A similar recognition shines through in Gentleman Jack, Angela Steidele’s biography of Anne Lister (tr. Katy Derbyshire), an iconic figure for both lesbian and genderqueer communities. Anne (1791 – 1840) flouted gender norms, taking on roles typically reserved for men. She also not only had numerous relationships with women, but recognised these as just as valid as those society condoned. A blue plaque was recently unveiled at the church where Anne and her wife, Ann Walker, sealed their union, and a new HBO and BBC series dramatises Anne’s life; as Derbyshire has pointed out, the Yorkshire-woman is having something of a moment right now. (An aside: Derbyshire’s translation is remarkable for its seamless integration of an immense number of quotes – never an easy feat.)
The story of how the biography came to be is fascinating in its own right. Lister was an obsessive diarist, much to the chagrin of various lovers whom she neglected in favour of her journals. She developed a private code to write about taboo topics while still in her teens and would begin each diary entry “with whether and with whom and how often she had sex the previous evening.” Fast-forward sixty years and her nephew discovers the diaries, is fascinated by their wealth of local history and begins to decode the encrypted sections. Realising that these were “entirely unpublishable” in Victorian England, John Lister hid the diaries behind fake panelling, where they were only re-discovered decades later.

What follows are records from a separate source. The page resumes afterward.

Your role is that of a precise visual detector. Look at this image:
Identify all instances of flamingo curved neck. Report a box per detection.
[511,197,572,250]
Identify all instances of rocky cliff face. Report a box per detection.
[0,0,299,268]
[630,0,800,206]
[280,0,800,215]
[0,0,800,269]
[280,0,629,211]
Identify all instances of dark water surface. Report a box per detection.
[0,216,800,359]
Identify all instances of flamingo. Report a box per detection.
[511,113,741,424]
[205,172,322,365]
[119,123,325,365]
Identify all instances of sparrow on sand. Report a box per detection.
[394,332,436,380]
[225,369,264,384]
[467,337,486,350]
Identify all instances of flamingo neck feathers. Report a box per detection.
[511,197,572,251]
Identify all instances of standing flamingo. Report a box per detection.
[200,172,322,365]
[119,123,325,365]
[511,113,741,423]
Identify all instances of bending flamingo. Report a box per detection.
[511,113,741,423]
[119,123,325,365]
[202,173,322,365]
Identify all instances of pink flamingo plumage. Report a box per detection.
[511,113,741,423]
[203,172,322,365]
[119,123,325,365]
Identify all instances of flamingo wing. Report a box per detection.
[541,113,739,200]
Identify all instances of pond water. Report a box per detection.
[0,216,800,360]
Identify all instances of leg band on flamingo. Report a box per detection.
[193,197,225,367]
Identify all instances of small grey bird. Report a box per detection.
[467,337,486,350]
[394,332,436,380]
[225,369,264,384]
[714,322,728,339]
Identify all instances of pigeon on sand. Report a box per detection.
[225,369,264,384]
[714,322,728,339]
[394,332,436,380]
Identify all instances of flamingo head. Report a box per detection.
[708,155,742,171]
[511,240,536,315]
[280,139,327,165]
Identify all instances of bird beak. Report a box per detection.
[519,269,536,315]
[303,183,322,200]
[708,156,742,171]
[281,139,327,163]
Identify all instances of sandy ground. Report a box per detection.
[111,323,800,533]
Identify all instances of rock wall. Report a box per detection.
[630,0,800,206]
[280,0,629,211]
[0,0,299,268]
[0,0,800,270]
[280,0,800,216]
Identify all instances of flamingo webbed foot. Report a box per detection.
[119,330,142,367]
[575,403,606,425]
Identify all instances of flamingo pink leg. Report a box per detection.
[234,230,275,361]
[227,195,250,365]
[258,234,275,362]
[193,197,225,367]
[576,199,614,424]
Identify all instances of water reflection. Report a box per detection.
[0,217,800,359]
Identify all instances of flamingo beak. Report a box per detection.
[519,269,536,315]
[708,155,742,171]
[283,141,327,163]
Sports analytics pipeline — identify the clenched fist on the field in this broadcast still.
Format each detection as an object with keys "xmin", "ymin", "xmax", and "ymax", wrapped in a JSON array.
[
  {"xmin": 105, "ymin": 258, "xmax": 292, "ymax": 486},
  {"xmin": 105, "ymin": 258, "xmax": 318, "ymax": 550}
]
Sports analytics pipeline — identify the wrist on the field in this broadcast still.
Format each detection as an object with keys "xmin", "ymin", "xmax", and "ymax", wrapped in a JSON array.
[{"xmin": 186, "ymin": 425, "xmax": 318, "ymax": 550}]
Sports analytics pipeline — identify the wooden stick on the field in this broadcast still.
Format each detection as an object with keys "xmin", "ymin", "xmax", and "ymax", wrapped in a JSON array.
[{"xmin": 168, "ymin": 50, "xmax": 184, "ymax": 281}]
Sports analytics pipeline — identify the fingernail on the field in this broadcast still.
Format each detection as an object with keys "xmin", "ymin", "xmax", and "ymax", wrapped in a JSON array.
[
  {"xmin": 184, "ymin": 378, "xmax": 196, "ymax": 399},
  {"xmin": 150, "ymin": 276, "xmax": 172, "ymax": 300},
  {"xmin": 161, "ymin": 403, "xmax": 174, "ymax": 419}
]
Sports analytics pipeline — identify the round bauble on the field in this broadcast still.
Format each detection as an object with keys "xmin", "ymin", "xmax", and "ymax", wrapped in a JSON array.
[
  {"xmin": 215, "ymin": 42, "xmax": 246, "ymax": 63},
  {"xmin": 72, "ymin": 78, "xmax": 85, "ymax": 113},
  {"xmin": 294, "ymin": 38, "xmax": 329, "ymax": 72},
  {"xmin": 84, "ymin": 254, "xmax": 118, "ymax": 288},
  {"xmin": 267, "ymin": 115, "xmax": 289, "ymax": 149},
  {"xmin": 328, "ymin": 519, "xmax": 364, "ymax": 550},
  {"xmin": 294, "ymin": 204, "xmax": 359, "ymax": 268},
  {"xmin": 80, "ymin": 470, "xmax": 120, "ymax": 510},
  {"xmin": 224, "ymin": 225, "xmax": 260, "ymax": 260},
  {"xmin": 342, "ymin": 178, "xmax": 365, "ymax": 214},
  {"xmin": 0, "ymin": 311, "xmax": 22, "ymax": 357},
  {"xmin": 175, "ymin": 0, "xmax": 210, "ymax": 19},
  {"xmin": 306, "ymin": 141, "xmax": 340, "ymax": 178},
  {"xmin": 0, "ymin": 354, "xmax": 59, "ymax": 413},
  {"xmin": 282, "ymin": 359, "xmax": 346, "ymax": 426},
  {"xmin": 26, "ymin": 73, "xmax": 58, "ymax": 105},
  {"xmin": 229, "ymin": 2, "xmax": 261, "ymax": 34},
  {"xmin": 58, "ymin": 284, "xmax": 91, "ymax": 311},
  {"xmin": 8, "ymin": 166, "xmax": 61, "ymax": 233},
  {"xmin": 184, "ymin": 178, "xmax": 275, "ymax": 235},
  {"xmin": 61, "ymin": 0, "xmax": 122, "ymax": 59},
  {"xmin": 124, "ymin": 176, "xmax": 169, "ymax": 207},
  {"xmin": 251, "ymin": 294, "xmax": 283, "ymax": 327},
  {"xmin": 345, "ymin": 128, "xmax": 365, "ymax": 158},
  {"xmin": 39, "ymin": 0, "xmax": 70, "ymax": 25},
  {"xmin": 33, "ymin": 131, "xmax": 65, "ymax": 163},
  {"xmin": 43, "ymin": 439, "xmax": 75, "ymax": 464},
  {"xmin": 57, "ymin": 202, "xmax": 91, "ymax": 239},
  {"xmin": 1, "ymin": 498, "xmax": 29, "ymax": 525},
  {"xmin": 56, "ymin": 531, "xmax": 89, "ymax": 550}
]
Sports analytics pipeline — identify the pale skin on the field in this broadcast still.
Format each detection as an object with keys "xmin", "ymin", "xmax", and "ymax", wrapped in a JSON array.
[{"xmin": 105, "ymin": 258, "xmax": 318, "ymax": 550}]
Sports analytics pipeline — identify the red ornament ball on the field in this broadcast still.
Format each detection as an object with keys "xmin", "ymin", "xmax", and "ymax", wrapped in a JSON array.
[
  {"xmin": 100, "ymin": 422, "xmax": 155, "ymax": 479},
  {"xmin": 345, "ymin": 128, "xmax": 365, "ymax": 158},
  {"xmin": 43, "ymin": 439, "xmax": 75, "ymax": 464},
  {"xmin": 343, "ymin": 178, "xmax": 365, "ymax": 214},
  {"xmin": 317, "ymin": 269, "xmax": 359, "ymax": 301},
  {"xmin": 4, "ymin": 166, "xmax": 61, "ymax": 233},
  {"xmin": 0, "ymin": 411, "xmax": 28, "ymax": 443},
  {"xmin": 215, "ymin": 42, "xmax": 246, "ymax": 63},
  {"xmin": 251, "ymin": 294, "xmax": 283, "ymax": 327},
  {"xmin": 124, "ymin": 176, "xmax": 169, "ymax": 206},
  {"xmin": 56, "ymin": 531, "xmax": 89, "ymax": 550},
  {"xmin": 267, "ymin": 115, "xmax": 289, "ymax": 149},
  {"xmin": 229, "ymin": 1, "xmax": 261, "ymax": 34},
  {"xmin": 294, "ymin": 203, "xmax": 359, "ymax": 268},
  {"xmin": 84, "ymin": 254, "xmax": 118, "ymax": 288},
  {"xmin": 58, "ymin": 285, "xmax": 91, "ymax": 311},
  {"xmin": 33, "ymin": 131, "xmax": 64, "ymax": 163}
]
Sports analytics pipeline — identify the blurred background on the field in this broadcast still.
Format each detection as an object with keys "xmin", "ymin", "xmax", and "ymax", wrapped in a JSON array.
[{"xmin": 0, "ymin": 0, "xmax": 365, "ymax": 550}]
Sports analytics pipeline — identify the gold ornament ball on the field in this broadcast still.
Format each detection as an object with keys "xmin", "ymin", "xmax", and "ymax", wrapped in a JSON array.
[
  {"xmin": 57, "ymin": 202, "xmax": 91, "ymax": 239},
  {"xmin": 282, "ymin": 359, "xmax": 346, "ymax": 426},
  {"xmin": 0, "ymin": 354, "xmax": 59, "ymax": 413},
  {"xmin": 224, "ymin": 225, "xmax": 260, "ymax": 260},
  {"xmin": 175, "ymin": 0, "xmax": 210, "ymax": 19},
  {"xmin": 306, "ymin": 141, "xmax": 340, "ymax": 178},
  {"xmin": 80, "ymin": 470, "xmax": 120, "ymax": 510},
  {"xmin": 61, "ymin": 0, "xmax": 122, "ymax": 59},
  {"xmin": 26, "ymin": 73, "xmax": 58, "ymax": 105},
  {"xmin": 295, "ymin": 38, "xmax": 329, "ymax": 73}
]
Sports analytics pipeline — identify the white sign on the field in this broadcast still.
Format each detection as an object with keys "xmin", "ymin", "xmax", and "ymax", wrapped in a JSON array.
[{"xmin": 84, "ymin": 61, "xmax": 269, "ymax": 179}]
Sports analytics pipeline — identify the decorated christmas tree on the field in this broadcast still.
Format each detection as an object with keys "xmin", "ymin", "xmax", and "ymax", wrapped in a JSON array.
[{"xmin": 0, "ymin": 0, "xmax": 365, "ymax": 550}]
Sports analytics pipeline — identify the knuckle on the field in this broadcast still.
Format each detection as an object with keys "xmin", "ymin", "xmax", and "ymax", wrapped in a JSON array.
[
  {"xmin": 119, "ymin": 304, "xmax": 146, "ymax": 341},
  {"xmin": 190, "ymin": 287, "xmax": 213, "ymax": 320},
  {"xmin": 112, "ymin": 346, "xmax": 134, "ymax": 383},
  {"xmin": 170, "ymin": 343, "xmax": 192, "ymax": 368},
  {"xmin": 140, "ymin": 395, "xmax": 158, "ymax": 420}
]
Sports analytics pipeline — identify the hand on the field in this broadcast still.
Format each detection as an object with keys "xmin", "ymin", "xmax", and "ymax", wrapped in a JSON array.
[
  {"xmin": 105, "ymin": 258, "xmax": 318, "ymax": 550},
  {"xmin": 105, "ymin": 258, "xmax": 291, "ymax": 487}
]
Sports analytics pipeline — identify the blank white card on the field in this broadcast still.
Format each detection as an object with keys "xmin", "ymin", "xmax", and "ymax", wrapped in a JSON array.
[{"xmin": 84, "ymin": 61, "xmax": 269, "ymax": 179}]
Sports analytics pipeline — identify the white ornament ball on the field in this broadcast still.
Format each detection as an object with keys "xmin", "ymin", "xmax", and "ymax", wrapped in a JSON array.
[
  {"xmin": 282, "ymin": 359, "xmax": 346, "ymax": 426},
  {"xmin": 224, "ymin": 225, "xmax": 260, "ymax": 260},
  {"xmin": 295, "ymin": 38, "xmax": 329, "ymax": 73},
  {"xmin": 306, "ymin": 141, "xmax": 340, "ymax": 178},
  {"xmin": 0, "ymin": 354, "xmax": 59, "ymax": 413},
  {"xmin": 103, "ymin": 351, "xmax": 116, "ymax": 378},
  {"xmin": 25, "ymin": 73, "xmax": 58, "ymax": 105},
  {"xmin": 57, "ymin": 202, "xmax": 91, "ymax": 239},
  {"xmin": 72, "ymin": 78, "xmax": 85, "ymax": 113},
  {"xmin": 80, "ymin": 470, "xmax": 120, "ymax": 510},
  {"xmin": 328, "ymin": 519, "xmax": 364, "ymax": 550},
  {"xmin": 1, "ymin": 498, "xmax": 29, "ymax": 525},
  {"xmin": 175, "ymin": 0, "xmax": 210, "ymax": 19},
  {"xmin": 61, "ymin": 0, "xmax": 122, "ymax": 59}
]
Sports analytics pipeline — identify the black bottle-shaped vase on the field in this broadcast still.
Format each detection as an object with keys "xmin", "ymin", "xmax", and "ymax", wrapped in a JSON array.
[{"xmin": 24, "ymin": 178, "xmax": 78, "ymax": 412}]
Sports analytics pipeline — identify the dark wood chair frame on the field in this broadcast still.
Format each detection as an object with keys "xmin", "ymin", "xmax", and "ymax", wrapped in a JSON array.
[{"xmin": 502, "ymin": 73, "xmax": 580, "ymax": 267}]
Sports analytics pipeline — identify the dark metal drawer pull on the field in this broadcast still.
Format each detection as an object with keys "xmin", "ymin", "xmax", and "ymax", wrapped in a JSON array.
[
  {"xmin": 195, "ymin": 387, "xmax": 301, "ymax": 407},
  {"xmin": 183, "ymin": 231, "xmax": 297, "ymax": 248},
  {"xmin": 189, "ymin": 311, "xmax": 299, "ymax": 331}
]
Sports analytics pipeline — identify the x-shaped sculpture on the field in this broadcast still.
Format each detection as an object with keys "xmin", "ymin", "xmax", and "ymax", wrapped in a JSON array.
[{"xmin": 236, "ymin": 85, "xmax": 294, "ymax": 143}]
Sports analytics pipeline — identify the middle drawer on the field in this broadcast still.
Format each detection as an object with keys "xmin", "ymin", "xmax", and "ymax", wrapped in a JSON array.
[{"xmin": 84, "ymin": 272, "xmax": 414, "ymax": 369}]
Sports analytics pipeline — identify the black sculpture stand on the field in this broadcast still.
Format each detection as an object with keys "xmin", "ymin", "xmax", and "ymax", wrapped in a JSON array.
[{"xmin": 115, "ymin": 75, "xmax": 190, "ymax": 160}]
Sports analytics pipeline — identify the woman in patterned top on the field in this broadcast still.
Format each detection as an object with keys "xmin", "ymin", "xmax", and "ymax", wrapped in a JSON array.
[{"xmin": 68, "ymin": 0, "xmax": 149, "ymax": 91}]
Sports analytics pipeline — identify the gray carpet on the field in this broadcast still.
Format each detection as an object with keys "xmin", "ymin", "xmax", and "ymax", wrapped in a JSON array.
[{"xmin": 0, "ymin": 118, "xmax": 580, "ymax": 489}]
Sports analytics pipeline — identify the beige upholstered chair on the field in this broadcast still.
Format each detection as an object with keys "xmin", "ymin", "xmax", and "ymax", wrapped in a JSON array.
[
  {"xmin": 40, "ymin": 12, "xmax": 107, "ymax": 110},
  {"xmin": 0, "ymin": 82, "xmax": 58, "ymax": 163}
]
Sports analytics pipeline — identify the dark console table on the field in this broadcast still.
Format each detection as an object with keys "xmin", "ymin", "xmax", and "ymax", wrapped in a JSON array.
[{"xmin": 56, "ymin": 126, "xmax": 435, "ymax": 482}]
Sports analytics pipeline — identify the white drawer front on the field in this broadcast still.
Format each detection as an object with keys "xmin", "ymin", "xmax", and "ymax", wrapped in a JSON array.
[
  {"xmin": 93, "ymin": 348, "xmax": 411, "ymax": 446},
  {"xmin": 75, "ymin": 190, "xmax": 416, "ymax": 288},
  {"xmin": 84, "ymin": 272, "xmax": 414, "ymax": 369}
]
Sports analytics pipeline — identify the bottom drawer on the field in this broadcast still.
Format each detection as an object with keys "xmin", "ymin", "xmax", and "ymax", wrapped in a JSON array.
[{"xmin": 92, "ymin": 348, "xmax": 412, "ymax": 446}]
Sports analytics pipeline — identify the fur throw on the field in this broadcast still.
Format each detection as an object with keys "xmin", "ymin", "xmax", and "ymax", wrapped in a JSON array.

The details of Anne’s life which have emerged as a result are remarkable and occasionally hilarious. Anne insisted on learning Greek, for example, partly because she realised that classical literature acknowledged desire in all its forms – and she read this erotic poetry “as intended … with one hand”. As Steidele recognises, Anne’s relationships were enabled by regency society’s obsession with virginity:
“Early nineteenth-century society … thought girls were best protected from male seduction by a close female friend, who would engage their hearts and occupy their beds.”
Anne took full advantage of this blind spot and spent much of her life courting a number of “close female friends” – often at the same time.
We should be cautious when idolising this pioneering figure though. Anne repeatedly manipulated the women who clearly doted on her; Steidele makes the case for Anne’s first girlfriend, whose incarceration Anne supported, being the inspiration for Bertha Rochester. She was also of her time in many ways – a firm believer in social hierarchy and a proponent of corporeal punishment.
Nonetheless, Anne’s celebration of queer female desire is of huge significance for a community which continues to be written out of history. And politics aside, as Steidele admits, “all the sex in old-fashioned language was just too delightful”.